Ainda terá de ser resolvido até onde a prisão preventiva pode ser usada sem que
haja exagero. Esse é um debate legítimo e que eventualmente chegará ao Supremo.
Se as
pessoas vão fazer delações premiadas, poderiam fazê-las sem a pressão da
prisão. A ideia é que as delações premiadas sejam voluntárias. Se há presunção
de inocência, por que alguém pode ser preso antes da determinação final sobre
sua culpa?
BBC
Brasil – Nos EUA, é comum que réus sejam presos para estimulá-los a fazer uma
delação?
Messitte
– Não, não seria próprio pôr alguém
na prisão com o único propósito de arrancar uma delação premiada. Nenhum juiz
concordaria com isso. No sistema federal, onde sirvo, os critérios para a
prisão preventiva são risco de fuga ou risco à comunidade.
BBC
Brasil – Alguns no Brasil questionam a confiabilidade das delações premiadas,
dizendo que réus podem mentir só para sair da prisão.
Messitte
– Teoricamente, isso é possível em
alguns casos. Mas para aprovar o acordo de delação – que é negociado pelo
Ministério Público -, o juiz tem de verificar se ele é legal, regular e
voluntário. Se determinar que a pessoa está mentindo ou que há algo irregular
na forma como depôs, não deve aprová-lo. E não é suficiente admitir a culpa
para entrar num acordo, é preciso colaborar.
BBC
Brasil – Na última década o combate à corrupção no Brasil esteve muito enfocado
em iniciativas legais, como a aprovação da Lei da Ficha Limpa. Em que medida a
corrupção pode ser combatida por leis, e em que medida é uma questão cultural
mais complexa e difícil de ser sanada?
Messitte
– Por muito tempo os brasileiros
reclamaram da impunidade, e muitos achavam que era algo com que se devia
conviver. Isso mudou.
A
ideia agora é: “não precisamos aceitar isso, não é a forma como deve ser”. O
Brasil virou a página. Houve uma mudança cultural, e foram as leis que fizeram
isso, leis que definiram o que é a corrupção política.
As
delações premiadas começaram no Brasil nos anos 1990 com os crimes hediondos.

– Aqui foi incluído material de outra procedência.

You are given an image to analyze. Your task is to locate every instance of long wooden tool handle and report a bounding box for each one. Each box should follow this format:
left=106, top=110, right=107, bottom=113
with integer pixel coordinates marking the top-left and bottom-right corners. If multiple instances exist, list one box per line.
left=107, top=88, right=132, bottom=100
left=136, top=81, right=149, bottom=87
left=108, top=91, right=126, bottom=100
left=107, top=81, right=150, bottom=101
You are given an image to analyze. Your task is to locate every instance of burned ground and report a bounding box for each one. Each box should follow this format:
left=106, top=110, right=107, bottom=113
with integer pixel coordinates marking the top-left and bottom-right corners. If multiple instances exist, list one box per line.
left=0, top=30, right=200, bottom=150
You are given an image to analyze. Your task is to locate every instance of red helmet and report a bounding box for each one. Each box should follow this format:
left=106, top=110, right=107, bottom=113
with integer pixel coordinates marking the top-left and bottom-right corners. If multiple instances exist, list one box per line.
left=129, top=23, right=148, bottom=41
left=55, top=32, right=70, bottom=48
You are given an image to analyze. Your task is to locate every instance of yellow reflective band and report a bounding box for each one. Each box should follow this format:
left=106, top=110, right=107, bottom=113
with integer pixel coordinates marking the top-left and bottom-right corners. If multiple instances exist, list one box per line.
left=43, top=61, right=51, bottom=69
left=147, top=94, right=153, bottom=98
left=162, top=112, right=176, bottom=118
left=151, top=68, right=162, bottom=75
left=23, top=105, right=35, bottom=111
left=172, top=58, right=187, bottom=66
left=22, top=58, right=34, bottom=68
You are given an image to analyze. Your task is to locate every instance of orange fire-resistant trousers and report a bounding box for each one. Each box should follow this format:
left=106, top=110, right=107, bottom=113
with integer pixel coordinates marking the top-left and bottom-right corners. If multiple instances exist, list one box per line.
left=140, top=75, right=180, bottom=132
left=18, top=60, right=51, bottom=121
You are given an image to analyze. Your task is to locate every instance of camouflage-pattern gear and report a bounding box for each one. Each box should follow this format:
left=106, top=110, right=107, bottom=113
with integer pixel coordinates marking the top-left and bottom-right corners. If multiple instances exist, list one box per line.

De repente, passaram a ser usadas contra o crime organizado, porque leis
ampliaram a possibilidade de que fossem aplicadas nesses casos.
BBC
Brasil – O juiz Sérgio Moro é uma figura controversa no Brasil, tratado como
herói por uns e acusado por outros de abusar de seus poderes e agir
politicamente. Que impressão teve dele ao encontrá-lo?
Messitte
– Achei que ele é um cara muito
direto e decente. Não detectei nele qualquer inclinação política. Há leis no
Brasil contra corrupção, lavagem de dinheiro e extorsão. Alguém tem de
aplicá-las. Não esqueçamos o papel do Ministério Público e da Polícia Federal:
eles podem não ter a mesma publicidade que o juiz Moro, mas merecem o mesmo
crédito.
Às
vezes, quando você aplica a lei e isso fere alguém, essa pessoa se diz vítima,
afirma que sua decisão é política. Algumas pessoas te amam pelo que faz, e
outros te odeiam.
Eu
aprecio as posições dele. Imagine se, diante de depoimentos de informantes
internos de que havia corrupção massiva [na Petrobras], um juiz dissesse que
ninguém é culpado e não aceitasse nenhum acordo de delação?
Haverá
erros no processo? Não tenho dúvida. Espero que eles sejam corrigidos na
apelação. Mas menos de 5% das decisões de Moro foram revertidas até agora.
BBC
Brasil – Não é arriscado e indesejável que um juiz se torne uma figura tão
pública e atraia tanta atenção?
Messitte
– É inevitável. Às vezes, acontece o
inverso. Veja o que ocorreu com Giovanni Falcone e Paolo Borsellino na Itália.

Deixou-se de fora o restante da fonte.